Methods: Male Cyplal-Ren2 rats (n = 6) were fed a normal diet containing 0.15% indole-3-carbinol (I3C) for 16 days to induce slowly progressive ANG II-dependent hypertension. Conscious systolic blood pressure was measured daily using tail-cuff plethysmography. The rats were then anesthetized with pentobarbital sodium and surgically prepared for the measurement of mean arterial pressure (MAP) and renal hemodynamics and excretory function.

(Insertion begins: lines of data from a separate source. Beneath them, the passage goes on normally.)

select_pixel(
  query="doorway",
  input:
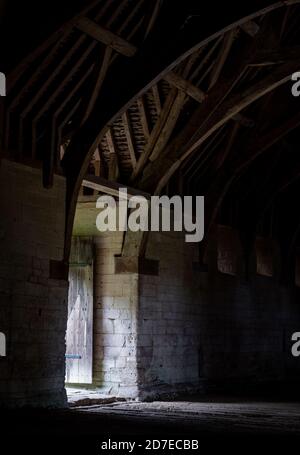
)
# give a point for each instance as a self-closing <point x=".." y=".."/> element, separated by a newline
<point x="79" y="335"/>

Results: In rats induced with I3C, systolic blood pressure increased by day 3 (130 ± 7-160 ± 5 mm Hg, P < 0.01) and continued to increase to 191 ± 6 mm Hg (P < 0.001) by day 16. In a separate group of rats (n = 6), chronic administration of the direct renin inhibitor, aliskiren (30 mg/kg/d, sc), prevented the development of hypertension (113 ± 5 versus 114 ± 5 mm Hg, not significant). Rats treated with aliskiren exhibited significantly lower mean arterial pressure (138 ± 4 versus 201 ± 6 mm Hg, P < 0.001), renal vascular resistance (23 ± 4 versus 38 ± 3 mm Hg/mL/min · g, P < 0.01), urine flow (17.6 ± 1.4 versus 25.1 ± 2.9 μL/min, P < 0.05) and urinary sodium excretion (1.11 ± 0.32 versus 2.35 ± 0.28 μEq/min, P < 0.05) and higher renal plasma flow (4.22 ± 0.23 versus 2.56 ± 0.21 mL/min · g, P < 0.01) and glomerular filtration rate (1.19 ± 0.07 versus 0.78 ± 0.08 mL/min · g, P< 0.01), compared with induced rats not treated chronically with aliskiren.

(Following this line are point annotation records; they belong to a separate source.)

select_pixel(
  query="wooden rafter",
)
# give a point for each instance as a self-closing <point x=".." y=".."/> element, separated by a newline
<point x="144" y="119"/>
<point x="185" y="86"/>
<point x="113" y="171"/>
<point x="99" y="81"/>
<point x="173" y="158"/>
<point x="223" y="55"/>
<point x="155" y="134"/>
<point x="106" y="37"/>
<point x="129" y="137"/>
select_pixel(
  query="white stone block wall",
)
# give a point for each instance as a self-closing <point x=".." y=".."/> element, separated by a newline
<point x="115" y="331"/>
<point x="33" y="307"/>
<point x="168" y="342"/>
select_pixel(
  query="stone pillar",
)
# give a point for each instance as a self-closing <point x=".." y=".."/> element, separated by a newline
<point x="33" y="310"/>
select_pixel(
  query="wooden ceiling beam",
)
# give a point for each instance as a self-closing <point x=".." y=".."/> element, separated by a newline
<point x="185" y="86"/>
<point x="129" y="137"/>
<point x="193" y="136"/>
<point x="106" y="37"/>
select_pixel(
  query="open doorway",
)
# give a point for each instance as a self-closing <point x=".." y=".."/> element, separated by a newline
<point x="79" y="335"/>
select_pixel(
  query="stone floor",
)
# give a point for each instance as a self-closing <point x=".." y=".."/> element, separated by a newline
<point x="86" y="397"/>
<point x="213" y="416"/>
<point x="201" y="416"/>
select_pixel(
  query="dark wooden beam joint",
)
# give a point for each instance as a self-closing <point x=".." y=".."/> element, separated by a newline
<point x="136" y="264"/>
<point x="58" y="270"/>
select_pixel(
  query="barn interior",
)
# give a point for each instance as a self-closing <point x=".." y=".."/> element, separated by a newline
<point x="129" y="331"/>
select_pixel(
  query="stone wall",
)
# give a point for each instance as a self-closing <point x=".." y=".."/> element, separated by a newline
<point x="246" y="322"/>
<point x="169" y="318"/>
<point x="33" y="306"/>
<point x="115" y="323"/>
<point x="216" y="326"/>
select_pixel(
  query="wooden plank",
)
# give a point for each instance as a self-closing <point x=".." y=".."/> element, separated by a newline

Conclusions: The present findings demonstrate that chronic direct renin inhibition with aliskiren prevents the development of ANG II-dependent hypertension and the associated derangements in renal hemodynamics and excretory function in Cyplal-Ren2 transgenic rats.

FIG. 1

Conscious systolic blood pressures in noninduced (circle), 0.15% I3C-induced (square), and 0.15% I3C + aliskiren treated (triangle) Cyp1a1-Ren2 rats. *P<0.05 vs. day 0 within group. † P<0.05 vs. 0.15% I3C-induced rats on corresponding day.

FIG. 2

Change in body weight in noninduced (circle), 0.15% I3C-induced (square), and 0.15% I3C + aliskiren treated (triangle) Cyp1a1-Ren2 rats. *P<0.05 vs. day 0 within group. † P<0.05 vs. noninduced and 0.15% I3C-induced + aliskiren treated rats on corresponding day.

FIG. 3

Mean arterial blood pressure in noninduced (solid bars), 0.15% I3C-induced (hatched bars), and 0.15% I3C + aliskiren treated (cross hatched bars) Cyp1a1-Ren2 rats. *P<0.05 vs. noninduced. † P<0.05 vs. 0.15% I3C-induced.

FIG. 4

Glomerular filtration rate in noninduced (solid bars), 0.15% I3C-induced (hatched bars), and 0.15% I3C + aliskiren treated (cross hatched bars) Cyp1a1-Ren2 rats. *P<0.05 vs. noninduced. † P<0.05 vs. 0.15% I3C-induced.

FIG. 5

Renal plasma flow in noninduced (solid bars), 0.15% I3C-induced (hatched bars), and 0.15% I3C + aliskiren treated (cross hatched bars) Cyp1a1-Ren2 rats. *P<0.05 vs. noninduced. † P<0.05 vs. 0.15% I3C-induced.

FIG. 6

Renal vascular resistance in noninduced (solid bars), 0.15% I3C-induced (hatched bars), and 0.15% I3C + aliskiren treated (cross hatched bars) Cyp1a1-Ren2 rats. *P<0.05 vs. noninduced. † P<0.05 vs. 0.15% I3C-induced.

FIG. 7

Urine flow in noninduced (solid bars), 0.15% I3C-induced (hatched bars), and 0.15% I3C + aliskiren treated (cross hatched bars) Cyp1a1-Ren2 rats. *P<0.05 vs. noninduced. † P<0.05 vs. 0.15% I3C-induced.

FIG. 8

Urinary sodium excretion in noninduced (solid bars), 0.15% I3C-induced (hatched bars), and 0.15% I3C + aliskiren treated (cross hatched bars) Cyp1a1-Ren2 rats. *P<0.05 vs. noninduced. † P<0.05 vs. 0.15% I3C-induced.

FIG. 9

Fractional sodium excretion in noninduced (solid bars), 0.15% I3C-induced (hatched bars), and 0.15% I3C + aliskiren treated (cross hatched bars) Cyp1a1-Ren2 rats. *P<0.05 vs. noninduced. † P<0.05 vs. 0.15% I3C-induced.